The aim of the study was to update knowledge of natural range of English oak (Quercus robur L.), European ash (Fraxinus exelsior L.), Norway maple (Acer platanoides L.), small-leaved lime (Tilia cordata Miller), wych elm (Ulmus glabra Mill.) and European white elm (Ulmus laevis Pall.) in Finland, and estimate how far north they could be grown as forest trees or as park trees. The study is based on literature and questionnaires sent to cities and towns, District Forestry Boards, districts of Forest Service, Forestry Management Associations and railway stations.

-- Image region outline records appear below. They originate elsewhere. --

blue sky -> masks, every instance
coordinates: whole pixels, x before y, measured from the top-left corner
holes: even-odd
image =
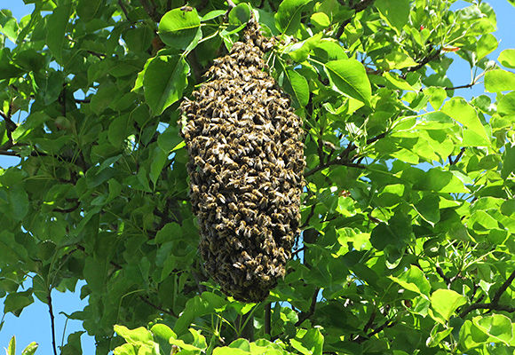
[[[496,59],[499,53],[507,48],[515,48],[515,31],[511,20],[515,18],[515,7],[506,0],[490,0],[488,3],[494,7],[497,15],[498,30],[494,34],[500,42],[499,48],[488,55],[491,59]],[[468,4],[464,1],[458,1],[453,9],[467,6]],[[25,5],[22,0],[0,0],[0,9],[9,9],[12,12],[14,17],[18,20],[29,14],[34,6],[32,4]],[[448,72],[448,75],[455,85],[467,84],[471,82],[471,72],[469,65],[463,59],[454,55],[455,62]],[[455,91],[455,96],[462,96],[469,100],[472,97],[479,96],[484,92],[482,84],[474,86],[472,89],[462,89]],[[16,164],[17,158],[0,156],[0,167],[6,168]],[[31,281],[28,280],[27,287],[31,286]],[[68,321],[66,329],[66,317],[60,312],[67,314],[75,311],[82,310],[86,304],[86,300],[80,300],[80,287],[78,284],[77,292],[61,294],[53,291],[53,309],[56,317],[56,334],[57,343],[61,344],[64,337],[65,343],[67,336],[75,331],[82,330],[82,325],[79,321]],[[0,304],[0,310],[3,310],[3,303]],[[1,312],[1,311],[0,311]],[[3,313],[3,312],[2,312]],[[7,347],[9,340],[15,335],[18,343],[18,352],[27,346],[29,343],[36,341],[39,343],[39,349],[36,354],[51,354],[52,351],[52,335],[50,327],[50,317],[46,304],[36,301],[33,304],[26,308],[20,318],[16,318],[12,313],[8,313],[4,318],[4,327],[0,330],[0,348]],[[94,340],[86,334],[81,338],[83,342],[83,350],[84,354],[93,354]]]

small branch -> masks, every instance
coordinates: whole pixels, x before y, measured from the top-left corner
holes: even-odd
[[[271,335],[272,331],[272,303],[265,305],[265,334]]]
[[[120,5],[120,9],[122,9],[122,12],[123,12],[123,14],[125,15],[125,19],[129,20],[129,15],[127,14],[127,9],[125,8],[125,5],[123,4],[123,2],[122,0],[118,0],[118,5]]]
[[[304,323],[305,320],[313,316],[313,314],[314,313],[314,309],[316,307],[316,298],[318,297],[319,291],[320,288],[316,288],[311,298],[311,304],[309,306],[309,310],[307,310],[305,313],[305,312],[300,313],[300,317],[298,318],[297,323],[295,323],[295,327],[300,327],[300,325]]]
[[[53,209],[52,211],[59,212],[59,213],[71,213],[71,212],[75,211],[75,209],[77,209],[80,205],[81,205],[81,202],[79,202],[77,201],[75,202],[75,204],[73,207],[70,207],[69,209]]]
[[[376,137],[367,139],[367,145],[370,145],[381,138],[386,137],[387,132],[383,132]],[[331,165],[344,165],[350,168],[358,168],[358,169],[366,169],[367,167],[360,163],[353,162],[355,157],[350,158],[351,153],[356,150],[356,146],[353,143],[350,143],[347,147],[340,153],[335,159],[326,162],[323,164],[318,165],[316,168],[305,172],[304,174],[305,178],[309,177],[320,170],[323,170],[326,168],[329,168]]]
[[[148,0],[139,0],[141,6],[145,9],[145,12],[148,14],[148,16],[155,22],[161,21],[162,15],[157,13],[155,11],[155,6],[151,5],[148,3]]]
[[[466,85],[460,85],[460,86],[453,86],[452,88],[444,88],[444,90],[456,90],[456,89],[468,89],[468,88],[471,88],[472,86],[474,86],[477,83],[467,83]]]
[[[146,303],[149,306],[155,308],[157,311],[162,312],[163,313],[166,313],[169,316],[178,318],[178,316],[177,314],[175,314],[173,312],[173,311],[165,310],[162,307],[158,306],[157,304],[154,304],[152,302],[150,302],[150,300],[148,300],[148,297],[147,296],[139,296],[139,297],[141,301],[143,301],[144,303]]]
[[[374,3],[374,1],[375,0],[361,0],[360,2],[355,4],[352,8],[354,11],[354,15],[358,12],[364,11],[367,7],[370,6]],[[340,25],[334,38],[339,39],[342,36],[345,29],[345,26],[351,23],[351,20],[352,19],[347,19]]]
[[[52,328],[52,346],[53,348],[53,354],[57,355],[57,346],[55,344],[55,318],[53,316],[53,309],[52,305],[52,288],[49,288],[46,294],[46,300],[48,302],[48,312],[50,313],[50,327]]]
[[[462,158],[462,156],[464,155],[464,153],[465,153],[465,148],[464,146],[460,150],[460,153],[456,155],[456,157],[455,158],[455,160],[453,161],[452,157],[449,155],[448,156],[448,162],[450,165],[456,165],[460,159]]]
[[[419,63],[417,66],[416,67],[408,67],[408,72],[416,72],[418,69],[420,69],[421,67],[424,67],[426,64],[428,64],[429,62],[431,62],[433,59],[436,59],[440,53],[440,50],[436,51],[434,53],[428,55],[427,57],[424,57]]]
[[[495,292],[494,297],[492,298],[492,302],[490,302],[489,304],[479,304],[479,303],[472,304],[464,310],[463,310],[460,312],[459,317],[464,318],[467,314],[475,310],[503,311],[510,313],[515,312],[515,307],[499,304],[501,296],[503,296],[504,291],[506,291],[506,289],[508,289],[510,285],[511,285],[511,282],[513,282],[514,279],[515,279],[515,270],[510,274],[508,279],[503,283],[503,285],[501,285],[501,288]]]

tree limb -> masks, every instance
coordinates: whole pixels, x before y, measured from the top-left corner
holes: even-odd
[[[318,293],[320,291],[320,288],[316,288],[313,296],[311,298],[311,304],[309,306],[309,310],[306,312],[300,313],[300,317],[298,317],[298,320],[295,323],[295,327],[300,327],[302,323],[314,313],[314,309],[316,307],[316,299],[318,297]]]
[[[499,299],[501,299],[501,296],[503,296],[504,291],[506,291],[506,289],[508,289],[510,285],[511,285],[511,282],[513,282],[514,279],[515,279],[515,270],[510,274],[508,279],[503,283],[503,285],[501,285],[501,288],[495,292],[494,297],[492,298],[492,302],[488,304],[479,304],[479,303],[472,304],[464,310],[463,310],[460,312],[459,317],[464,318],[467,314],[475,310],[504,311],[510,313],[515,312],[515,307],[512,307],[511,305],[499,304]]]
[[[52,328],[52,346],[53,354],[57,355],[57,346],[55,344],[55,317],[53,316],[53,308],[52,305],[52,288],[49,288],[46,294],[46,300],[48,302],[48,312],[50,313],[50,327]]]
[[[352,10],[353,10],[355,12],[354,14],[356,14],[358,12],[364,11],[367,7],[370,6],[374,3],[374,1],[375,0],[361,0],[360,2],[355,4],[352,7]],[[342,24],[338,28],[338,30],[337,31],[337,34],[334,36],[334,38],[339,39],[342,36],[345,29],[345,26],[351,23],[351,20],[352,18],[347,19],[344,22],[342,22]]]

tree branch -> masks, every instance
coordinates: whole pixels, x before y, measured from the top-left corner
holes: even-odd
[[[46,300],[48,302],[48,312],[50,313],[50,327],[52,328],[52,346],[53,348],[53,354],[57,355],[57,346],[55,344],[55,318],[53,316],[53,308],[52,305],[52,288],[49,288],[46,294]]]
[[[427,57],[424,57],[424,59],[418,62],[418,65],[416,67],[408,67],[408,72],[416,72],[418,69],[420,69],[421,67],[424,67],[426,64],[428,64],[429,62],[431,62],[433,59],[436,59],[439,56],[440,53],[441,52],[440,50],[437,50],[434,53],[428,55]]]
[[[302,323],[314,313],[314,309],[316,307],[316,298],[318,297],[318,293],[320,291],[320,288],[316,288],[313,296],[311,298],[311,304],[309,306],[309,310],[306,312],[300,313],[300,317],[298,317],[298,320],[295,323],[295,327],[300,327]]]
[[[177,314],[175,314],[173,312],[173,311],[165,310],[162,307],[158,306],[157,304],[154,304],[152,302],[150,302],[150,300],[148,299],[148,296],[139,296],[139,299],[141,301],[143,301],[144,303],[146,303],[149,306],[151,306],[153,308],[155,308],[157,311],[162,312],[163,313],[166,313],[169,316],[172,316],[172,317],[175,317],[175,318],[178,318],[178,316]]]
[[[370,145],[376,142],[376,140],[384,138],[384,137],[386,137],[386,134],[387,134],[386,132],[383,132],[376,137],[367,139],[367,145]],[[320,170],[329,168],[331,165],[344,165],[351,168],[366,169],[366,166],[363,164],[353,162],[353,161],[355,160],[355,156],[349,158],[351,153],[353,152],[355,149],[356,146],[354,146],[353,143],[350,143],[347,146],[347,147],[342,153],[340,153],[335,159],[326,162],[323,164],[320,164],[316,168],[305,172],[304,176],[309,177],[310,175],[313,175]]]
[[[370,6],[374,3],[374,1],[375,0],[361,0],[360,2],[355,4],[352,8],[354,11],[354,15],[358,12],[364,11],[367,7]],[[337,31],[337,34],[335,35],[334,38],[339,39],[342,36],[342,35],[344,34],[344,31],[345,29],[345,26],[347,26],[349,23],[351,23],[351,20],[352,20],[352,18],[347,19],[344,22],[342,22],[342,24],[338,28],[338,30]]]
[[[492,298],[492,302],[488,304],[479,304],[479,303],[472,304],[464,310],[463,310],[460,312],[459,317],[464,318],[467,314],[475,310],[504,311],[510,313],[515,312],[515,307],[512,307],[511,305],[499,304],[499,299],[501,299],[501,296],[503,296],[504,291],[506,291],[506,289],[508,289],[510,285],[511,285],[511,282],[513,282],[514,279],[515,279],[515,270],[510,274],[508,279],[503,283],[503,285],[501,285],[501,288],[495,292],[494,297]]]

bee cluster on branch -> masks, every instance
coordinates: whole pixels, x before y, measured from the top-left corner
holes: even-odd
[[[272,46],[251,20],[180,106],[199,249],[222,291],[243,302],[265,300],[284,277],[299,232],[302,120],[264,71]]]

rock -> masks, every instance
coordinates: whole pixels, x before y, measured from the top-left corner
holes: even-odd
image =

The northern borders in the natural range of the species succeed one another from south to north as follows: English oak, European ash, Norway maple, wych elm, and small-leaved lime. Occurrence of European white elm is sporadic. The English oak forms forests in the southernmost Finland, while the other species grow only as small stands, groups or solitary trees. According to experiences of planted stands or trees, the northern limits of the species succeed one another from south to north as follows: European ash, English oak, Norway maple, European white elm, wych elm and small-leaved lime. All the species are grown in parks fairly generally up to the district of Kuopio-Vaasa (63 °). The northern limits where the species can be grown as park trees reach considerably further north in the western part of the country than in the east.

The article includes a summary in English.